Primeiro foi a fúria dos ventos e das águas vindas de fora, e rodopiadas num bailado louco e devastador. Seguiu-se o grande êxodo no deserto do asfalto, com a pressa da travessia do Mar Vermelho, desta vez acossada pelas fúrias de Neptuno. Os diques da cidade não sustentaram a cidade mais baixa que o mar. (Nada adianta, como fazem alguns extremistas, reduzir o fenómeno à ira de Deus.)
O povo dos Estados fustigados pelo furacão Katrina, sentiu-se náufrago na casa que edificara sobre as águas, possivelmente sem as precauções de Noé na construção da Arca, também ele avisado sobre dilúvio que viria a abater-se sobre a terra.O acontecimento americano deste final de Agosto é trágico de mais para ser objecto de análises primárias ou considerandos políticos oportunistas. Estamos perante uma situação humana, uma comunidade, um povo irmão em gravíssimo estado de sofrimento.
A morte, a dor, a incerteza, a perda de tudo, a impotência humana mesmo com alguns erros de avaliação do fenómeno, foram progressivamente mostrados ao mundo pelos media. Nos primeiros dias prevaleceu a espectacularidade da destruição dos equipamentos urbanos. Aos poucos vieram ao de cima as situações humanas de irrefutável tragédia. A juntar a tudo isto uma espécie de humilhação implacável sobre um povo que é poderoso, o mais poderoso do mundo na economia, na técnica, nas comunicações inter-planetárias. Isso parece de nada ter valido no momento exacto em que era urgente tudo saber e tudo cumprir. Mesmo diante da ineficácia, muitos repórteres teimaram na velha propaganda dos grandes meios e das respostas rápidas. Até que todo o verniz estalou.

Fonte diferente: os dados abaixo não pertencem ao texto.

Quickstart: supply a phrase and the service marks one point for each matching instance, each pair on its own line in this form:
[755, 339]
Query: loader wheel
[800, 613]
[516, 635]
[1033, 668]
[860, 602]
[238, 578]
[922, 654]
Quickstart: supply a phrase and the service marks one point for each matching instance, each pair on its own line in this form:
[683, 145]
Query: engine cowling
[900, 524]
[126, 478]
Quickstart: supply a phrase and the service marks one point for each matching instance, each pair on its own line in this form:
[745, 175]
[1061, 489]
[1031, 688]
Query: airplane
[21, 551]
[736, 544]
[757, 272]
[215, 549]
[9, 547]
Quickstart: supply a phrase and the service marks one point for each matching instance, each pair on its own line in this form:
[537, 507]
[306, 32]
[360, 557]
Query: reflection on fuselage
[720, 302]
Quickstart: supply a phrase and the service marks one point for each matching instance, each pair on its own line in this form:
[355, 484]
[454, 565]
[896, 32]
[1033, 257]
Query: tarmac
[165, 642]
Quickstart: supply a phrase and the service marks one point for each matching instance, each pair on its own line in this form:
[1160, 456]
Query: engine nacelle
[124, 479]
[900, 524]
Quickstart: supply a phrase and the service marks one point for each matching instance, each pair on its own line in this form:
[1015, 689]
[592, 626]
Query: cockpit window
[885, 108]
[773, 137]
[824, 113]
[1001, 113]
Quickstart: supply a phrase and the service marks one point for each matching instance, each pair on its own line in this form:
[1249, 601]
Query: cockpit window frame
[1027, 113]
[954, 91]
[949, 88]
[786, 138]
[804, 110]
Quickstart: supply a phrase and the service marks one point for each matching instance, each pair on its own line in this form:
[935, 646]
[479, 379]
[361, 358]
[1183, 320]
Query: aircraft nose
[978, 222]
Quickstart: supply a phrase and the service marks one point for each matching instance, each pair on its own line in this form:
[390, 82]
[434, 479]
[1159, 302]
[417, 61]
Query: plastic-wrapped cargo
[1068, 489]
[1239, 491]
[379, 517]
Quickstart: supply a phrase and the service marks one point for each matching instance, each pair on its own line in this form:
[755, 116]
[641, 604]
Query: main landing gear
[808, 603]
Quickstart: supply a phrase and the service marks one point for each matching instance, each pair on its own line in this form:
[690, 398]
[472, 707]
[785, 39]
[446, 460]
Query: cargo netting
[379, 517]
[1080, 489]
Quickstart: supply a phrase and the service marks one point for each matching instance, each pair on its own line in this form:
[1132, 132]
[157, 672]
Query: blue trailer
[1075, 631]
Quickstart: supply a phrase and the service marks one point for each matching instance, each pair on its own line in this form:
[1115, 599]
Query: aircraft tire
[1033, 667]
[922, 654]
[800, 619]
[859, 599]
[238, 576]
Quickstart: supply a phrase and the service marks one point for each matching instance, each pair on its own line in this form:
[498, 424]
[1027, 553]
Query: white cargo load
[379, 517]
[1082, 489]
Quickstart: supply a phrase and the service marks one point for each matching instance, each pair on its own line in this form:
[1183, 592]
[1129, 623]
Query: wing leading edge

Que nem por isso fiquem esquecidos os gestos heróicos, a entrega generosa e solidária, a procura, por todos os meios possíveis, em minimizar as consequências da catástrofe. Alguns países pequenos tiveram pejo de oferecer seus préstimos de solidariedade, não fora o grande senhor, eventualmente, ofender-se de receber a esmola vinda dum pobre.
Que fique a lição. O império mais forte do planeta tem, nalguns momentos, tantas fragilidades como a mais insignificante aldeia dos confins da terra.
Voltamos à contemplação do ser humano, da sua fraqueza face à implacabilidade das leis que armaram o nosso próprio cosmos. Com todo o adquirido pelos milhões de anos, não passamos, dum momento para o outro, de uma insignificante cana agitada pelo vento. Como agora se viu- e se vê - na noite americana.